07:15 - Auvik Engineering begins its investigation.

08:30 - Engineering begins action to increase disk space to be able to process Syslog messages.

09:20 - Engineering alters data retention policy to ensure no data is lost due to the delay.

10:02 - Engineering triggers the new policy to test rollout.

11:10 - Engineering validates new settings and proceeds to see data lag continue to shrink and customer information now flows appropriately.

11:15 - The initial incident is marked as closed.

10/27/2023

09:10 - Data was checked for the cluster as part of standard operating procedure. Data restored by the policy implementation was no longer there.

09:20 - The Auvik Engineering team proceeds to launch an investigation.

09:45 - Engineering confirms that Syslog data from the last 20 days was absent for US2 cluster clients.

10:10 - 10:35 - The log entry for why the Syslog data was deleted was located. The location of the backup of the data was also obtained.

10:43 - Engineering begins to restore the absent Syslog data to the US2 cluster.

10:43 - 18:50 - The data for the Syslog messages is restored to the US2 cluster for clients.

18:52 - The restoration is finished. The incident is closed.

Future consideration(s)

  • Auvik will add alerting for the particular disk space issues attributed to this incident, including the cause and repair process.
  • Auvik will upgrade the specific systems to avoid disk space issues like this occurring again.
  • Auvik will update the documentation with retention policies to reflect timing issues with policy changes.
Posted Nov 09, 2023 - 14:03 EST

Resolved
The disruption with delivering Syslog messages to clients on the US2 cluster has been resolved, and services have been fully restored.

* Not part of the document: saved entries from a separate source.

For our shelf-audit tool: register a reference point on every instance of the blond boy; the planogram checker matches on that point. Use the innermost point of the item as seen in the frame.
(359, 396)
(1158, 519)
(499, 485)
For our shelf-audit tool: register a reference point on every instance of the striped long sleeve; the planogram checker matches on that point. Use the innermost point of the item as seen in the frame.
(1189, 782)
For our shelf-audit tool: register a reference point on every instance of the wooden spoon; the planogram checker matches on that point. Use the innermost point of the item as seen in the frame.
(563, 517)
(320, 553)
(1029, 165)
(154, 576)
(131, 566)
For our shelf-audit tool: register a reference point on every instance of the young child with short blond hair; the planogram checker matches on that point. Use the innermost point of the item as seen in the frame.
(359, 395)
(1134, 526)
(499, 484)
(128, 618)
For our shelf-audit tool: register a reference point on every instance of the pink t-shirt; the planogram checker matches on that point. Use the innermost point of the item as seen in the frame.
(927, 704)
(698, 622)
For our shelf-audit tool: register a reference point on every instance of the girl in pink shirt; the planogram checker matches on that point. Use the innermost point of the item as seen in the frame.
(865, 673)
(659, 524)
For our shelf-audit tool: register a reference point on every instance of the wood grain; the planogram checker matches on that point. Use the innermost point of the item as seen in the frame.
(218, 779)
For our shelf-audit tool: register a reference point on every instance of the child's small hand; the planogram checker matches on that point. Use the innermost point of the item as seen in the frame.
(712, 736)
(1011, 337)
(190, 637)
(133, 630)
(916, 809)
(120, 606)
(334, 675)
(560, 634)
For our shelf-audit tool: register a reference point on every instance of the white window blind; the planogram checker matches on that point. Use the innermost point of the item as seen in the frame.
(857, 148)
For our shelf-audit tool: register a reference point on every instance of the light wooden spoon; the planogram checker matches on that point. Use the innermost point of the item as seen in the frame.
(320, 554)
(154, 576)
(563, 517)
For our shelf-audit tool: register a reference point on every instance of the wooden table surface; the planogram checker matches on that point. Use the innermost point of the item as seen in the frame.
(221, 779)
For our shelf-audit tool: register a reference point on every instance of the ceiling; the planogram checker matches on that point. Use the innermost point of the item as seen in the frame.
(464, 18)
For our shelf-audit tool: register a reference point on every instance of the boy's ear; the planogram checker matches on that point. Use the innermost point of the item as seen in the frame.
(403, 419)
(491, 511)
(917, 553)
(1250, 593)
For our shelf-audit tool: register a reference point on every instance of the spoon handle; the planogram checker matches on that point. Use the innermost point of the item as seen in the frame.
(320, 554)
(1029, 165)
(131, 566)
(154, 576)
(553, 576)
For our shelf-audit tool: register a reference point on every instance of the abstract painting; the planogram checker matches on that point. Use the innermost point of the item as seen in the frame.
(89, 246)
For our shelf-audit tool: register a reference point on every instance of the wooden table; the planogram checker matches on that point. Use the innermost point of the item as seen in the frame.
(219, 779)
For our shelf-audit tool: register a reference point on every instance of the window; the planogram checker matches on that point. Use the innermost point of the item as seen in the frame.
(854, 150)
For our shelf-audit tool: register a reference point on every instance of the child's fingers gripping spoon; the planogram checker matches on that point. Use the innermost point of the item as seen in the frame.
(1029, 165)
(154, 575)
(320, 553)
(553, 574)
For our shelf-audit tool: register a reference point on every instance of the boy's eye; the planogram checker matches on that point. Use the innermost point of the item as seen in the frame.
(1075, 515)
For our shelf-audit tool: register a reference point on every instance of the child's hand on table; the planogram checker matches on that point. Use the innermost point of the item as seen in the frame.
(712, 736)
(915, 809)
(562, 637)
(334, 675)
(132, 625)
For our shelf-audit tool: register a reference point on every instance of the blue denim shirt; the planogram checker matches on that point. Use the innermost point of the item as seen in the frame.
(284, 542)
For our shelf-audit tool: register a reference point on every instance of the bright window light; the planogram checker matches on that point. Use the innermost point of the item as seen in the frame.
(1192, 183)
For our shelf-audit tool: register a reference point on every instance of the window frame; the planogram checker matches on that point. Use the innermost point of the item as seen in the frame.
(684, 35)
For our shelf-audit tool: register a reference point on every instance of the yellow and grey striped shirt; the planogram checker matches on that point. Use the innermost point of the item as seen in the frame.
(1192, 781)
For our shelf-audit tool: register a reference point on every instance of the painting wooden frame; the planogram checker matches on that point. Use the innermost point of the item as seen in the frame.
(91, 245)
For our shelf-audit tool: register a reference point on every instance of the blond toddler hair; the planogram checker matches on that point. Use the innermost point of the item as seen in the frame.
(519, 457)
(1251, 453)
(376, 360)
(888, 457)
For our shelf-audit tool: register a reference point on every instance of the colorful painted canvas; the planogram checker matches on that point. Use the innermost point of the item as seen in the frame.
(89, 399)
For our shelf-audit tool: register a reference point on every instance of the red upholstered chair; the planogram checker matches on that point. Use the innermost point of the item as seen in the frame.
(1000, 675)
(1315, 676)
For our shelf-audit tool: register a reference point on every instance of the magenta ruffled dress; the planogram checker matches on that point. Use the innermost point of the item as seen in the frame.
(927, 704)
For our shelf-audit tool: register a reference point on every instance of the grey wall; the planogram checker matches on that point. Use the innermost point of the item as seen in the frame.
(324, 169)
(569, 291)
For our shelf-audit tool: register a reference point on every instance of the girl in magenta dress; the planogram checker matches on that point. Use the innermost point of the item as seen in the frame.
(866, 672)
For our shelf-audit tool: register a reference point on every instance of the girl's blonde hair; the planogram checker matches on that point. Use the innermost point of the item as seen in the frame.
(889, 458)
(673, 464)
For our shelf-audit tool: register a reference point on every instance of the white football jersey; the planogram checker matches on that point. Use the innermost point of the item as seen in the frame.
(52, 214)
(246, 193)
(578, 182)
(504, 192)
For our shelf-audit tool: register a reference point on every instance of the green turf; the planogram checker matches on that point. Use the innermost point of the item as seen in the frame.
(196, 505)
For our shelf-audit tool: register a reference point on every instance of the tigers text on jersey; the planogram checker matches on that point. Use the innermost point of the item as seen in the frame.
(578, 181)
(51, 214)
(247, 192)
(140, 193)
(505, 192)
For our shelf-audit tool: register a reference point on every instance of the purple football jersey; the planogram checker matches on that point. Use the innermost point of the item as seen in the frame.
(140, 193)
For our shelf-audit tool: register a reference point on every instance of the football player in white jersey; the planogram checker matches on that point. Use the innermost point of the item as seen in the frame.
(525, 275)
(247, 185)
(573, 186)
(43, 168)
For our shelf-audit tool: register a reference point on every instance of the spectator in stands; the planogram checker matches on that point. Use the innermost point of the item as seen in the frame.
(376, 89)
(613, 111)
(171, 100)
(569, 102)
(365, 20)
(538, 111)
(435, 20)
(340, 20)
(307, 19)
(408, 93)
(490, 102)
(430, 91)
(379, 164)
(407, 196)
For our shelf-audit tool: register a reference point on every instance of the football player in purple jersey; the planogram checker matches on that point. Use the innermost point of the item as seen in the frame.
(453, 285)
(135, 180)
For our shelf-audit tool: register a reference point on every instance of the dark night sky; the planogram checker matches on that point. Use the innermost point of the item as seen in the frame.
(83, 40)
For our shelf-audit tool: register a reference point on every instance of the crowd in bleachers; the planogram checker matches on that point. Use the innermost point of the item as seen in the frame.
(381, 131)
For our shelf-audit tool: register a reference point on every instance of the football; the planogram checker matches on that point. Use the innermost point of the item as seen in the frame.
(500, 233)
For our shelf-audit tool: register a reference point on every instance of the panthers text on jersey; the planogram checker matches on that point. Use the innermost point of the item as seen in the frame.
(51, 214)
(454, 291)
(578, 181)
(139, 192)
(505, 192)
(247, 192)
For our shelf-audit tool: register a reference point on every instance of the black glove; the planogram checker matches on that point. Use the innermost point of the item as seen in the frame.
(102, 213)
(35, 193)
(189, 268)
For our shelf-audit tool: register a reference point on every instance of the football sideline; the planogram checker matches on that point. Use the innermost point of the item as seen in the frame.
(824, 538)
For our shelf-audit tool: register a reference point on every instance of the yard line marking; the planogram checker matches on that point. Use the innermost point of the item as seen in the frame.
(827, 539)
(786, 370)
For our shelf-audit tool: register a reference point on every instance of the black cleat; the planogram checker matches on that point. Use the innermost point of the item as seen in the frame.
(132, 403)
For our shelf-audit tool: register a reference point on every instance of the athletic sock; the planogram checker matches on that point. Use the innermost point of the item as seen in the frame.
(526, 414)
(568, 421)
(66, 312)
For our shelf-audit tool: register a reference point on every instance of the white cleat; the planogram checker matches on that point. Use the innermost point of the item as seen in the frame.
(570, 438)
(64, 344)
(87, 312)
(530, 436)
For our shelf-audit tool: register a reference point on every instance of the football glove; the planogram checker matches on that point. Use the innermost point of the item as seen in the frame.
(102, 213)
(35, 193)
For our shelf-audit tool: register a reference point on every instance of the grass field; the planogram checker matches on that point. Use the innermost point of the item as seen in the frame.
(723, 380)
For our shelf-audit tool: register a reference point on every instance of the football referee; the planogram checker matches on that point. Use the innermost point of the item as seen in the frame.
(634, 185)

A Root Cause Analysis (RCA) will follow after a full review has been completed.
Posted Oct 26, 2023 - 07:38 EDT
Monitoring
We’ve identified the source of the service disruption with the delivery of Syslog messages to clients on the US2 cluster and are monitoring the situation. The Syslog delay is now catching up. All clients should see current Syslog messages in the next couple of hours. We’ll keep you posted on a resolution.
Posted Oct 26, 2023 - 06:36 EDT
Identified
We’ve identified the source of the service disruption with the delivery of Syslog messages to clients on the US2 cluster. We are working to restore service as quickly as possible.
Posted Oct 26, 2023 - 06:10 EDT
Investigating
We’re experiencing disruption with the delivery of Syslog messages to clients on the US2 cluster. We will continue to provide updates as they become available.
Posted Oct 26, 2023 - 05:03 EDT
This incident affected: Network Mgmt (us2.my.auvik.com).